Ann Chir Plast Esthet. 1997 Feb;42(1):37-43.
The authors report their experience of 60 cases of hypoglosso-facial anastomosis. The results of this retrospective series were analysed by the same examiner according to the House and Brackmann classification. The surgical technique is rapidly described, with emphasis on the important points. The results are analysed as a function of the interval between the anastomosis and facial paralysis: better and more rapid results are obtained when surgery is performed early (80% of grade 3 with immediate surgery versus 50% in very late surgery after more than 4 years). However, grade 3 or 4 can be obtained in every case, even in the case of very late surgery. Other favourable prognostic factors were revealed by this study: specialized rehabilitation and especially the patient's psychological must be integrated in this nerve transfer. In view of these good results and the limited adverse effects (atrophy of the hemi-tongue, eye-mouth synkinesias), hypoglosso-facial anastomosis must be part of the therapeutic strategy of total, permanent facial paralysis.

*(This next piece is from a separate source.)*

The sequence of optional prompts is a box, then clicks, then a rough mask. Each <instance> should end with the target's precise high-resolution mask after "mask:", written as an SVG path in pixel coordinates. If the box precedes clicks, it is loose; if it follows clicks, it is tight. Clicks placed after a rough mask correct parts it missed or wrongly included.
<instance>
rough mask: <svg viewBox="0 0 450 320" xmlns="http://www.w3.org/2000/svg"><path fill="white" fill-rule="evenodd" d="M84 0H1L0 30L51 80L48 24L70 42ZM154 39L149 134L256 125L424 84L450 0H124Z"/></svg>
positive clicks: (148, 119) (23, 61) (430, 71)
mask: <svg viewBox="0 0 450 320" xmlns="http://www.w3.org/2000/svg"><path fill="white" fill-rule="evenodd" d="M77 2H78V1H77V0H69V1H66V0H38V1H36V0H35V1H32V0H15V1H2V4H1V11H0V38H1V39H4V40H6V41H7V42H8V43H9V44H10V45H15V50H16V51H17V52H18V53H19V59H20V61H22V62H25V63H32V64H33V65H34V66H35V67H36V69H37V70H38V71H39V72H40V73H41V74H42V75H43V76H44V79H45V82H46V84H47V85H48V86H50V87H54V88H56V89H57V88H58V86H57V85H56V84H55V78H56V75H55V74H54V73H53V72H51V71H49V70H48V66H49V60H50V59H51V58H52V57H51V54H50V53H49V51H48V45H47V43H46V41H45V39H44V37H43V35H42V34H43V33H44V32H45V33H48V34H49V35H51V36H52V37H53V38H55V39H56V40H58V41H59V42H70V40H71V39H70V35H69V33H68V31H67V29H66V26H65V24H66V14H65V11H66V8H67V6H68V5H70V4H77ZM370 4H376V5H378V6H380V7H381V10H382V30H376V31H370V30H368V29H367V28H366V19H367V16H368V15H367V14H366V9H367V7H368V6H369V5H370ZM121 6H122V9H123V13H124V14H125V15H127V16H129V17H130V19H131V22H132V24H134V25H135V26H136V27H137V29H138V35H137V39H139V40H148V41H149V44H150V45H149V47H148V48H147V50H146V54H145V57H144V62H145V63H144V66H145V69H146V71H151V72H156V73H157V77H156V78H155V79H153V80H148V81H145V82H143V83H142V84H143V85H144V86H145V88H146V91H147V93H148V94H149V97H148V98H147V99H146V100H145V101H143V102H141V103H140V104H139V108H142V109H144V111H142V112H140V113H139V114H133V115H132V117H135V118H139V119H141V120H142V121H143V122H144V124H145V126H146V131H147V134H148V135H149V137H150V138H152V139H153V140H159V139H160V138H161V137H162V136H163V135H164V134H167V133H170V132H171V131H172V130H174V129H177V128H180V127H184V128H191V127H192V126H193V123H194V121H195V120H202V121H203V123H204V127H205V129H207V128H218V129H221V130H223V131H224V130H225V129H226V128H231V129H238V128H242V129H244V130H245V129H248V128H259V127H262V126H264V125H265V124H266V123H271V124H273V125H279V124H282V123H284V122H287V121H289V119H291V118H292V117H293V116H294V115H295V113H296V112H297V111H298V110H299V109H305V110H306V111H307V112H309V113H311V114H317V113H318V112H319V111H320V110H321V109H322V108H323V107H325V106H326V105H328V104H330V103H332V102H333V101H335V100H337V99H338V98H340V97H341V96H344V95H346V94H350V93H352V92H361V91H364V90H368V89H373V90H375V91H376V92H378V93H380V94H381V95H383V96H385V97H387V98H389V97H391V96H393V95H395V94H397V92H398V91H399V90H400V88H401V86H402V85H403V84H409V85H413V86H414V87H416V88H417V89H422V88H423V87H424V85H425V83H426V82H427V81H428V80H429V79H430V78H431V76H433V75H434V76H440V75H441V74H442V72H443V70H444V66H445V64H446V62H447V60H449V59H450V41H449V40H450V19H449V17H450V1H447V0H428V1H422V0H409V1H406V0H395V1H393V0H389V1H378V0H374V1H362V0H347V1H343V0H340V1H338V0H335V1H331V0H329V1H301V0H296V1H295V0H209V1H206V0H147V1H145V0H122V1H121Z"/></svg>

作者报告了他们60例舌下-面神经吻合术的经验。由同一位检查者根据豪斯和布拉克曼分类法对这个回顾性系列病例的结果进行分析。快速描述了手术技术,并强调了要点。根据吻合术与面瘫之间的间隔时间对结果进行分析:早期手术能获得更好、更快的效果(即刻手术80%达到3级,而4年多后极晚期手术仅为50%)。然而,即使是极晚期手术,每个病例都能达到3级或4级。这项研究还揭示了其他有利的预后因素:专业康复治疗,尤其是患者的心理因素必须纳入这种神经移植治疗中。鉴于这些良好的结果以及有限的不良反应(半侧舌萎缩、眼口联动),舌下-面神经吻合术必须成为完全性、永久性面瘫治疗策略的一部分。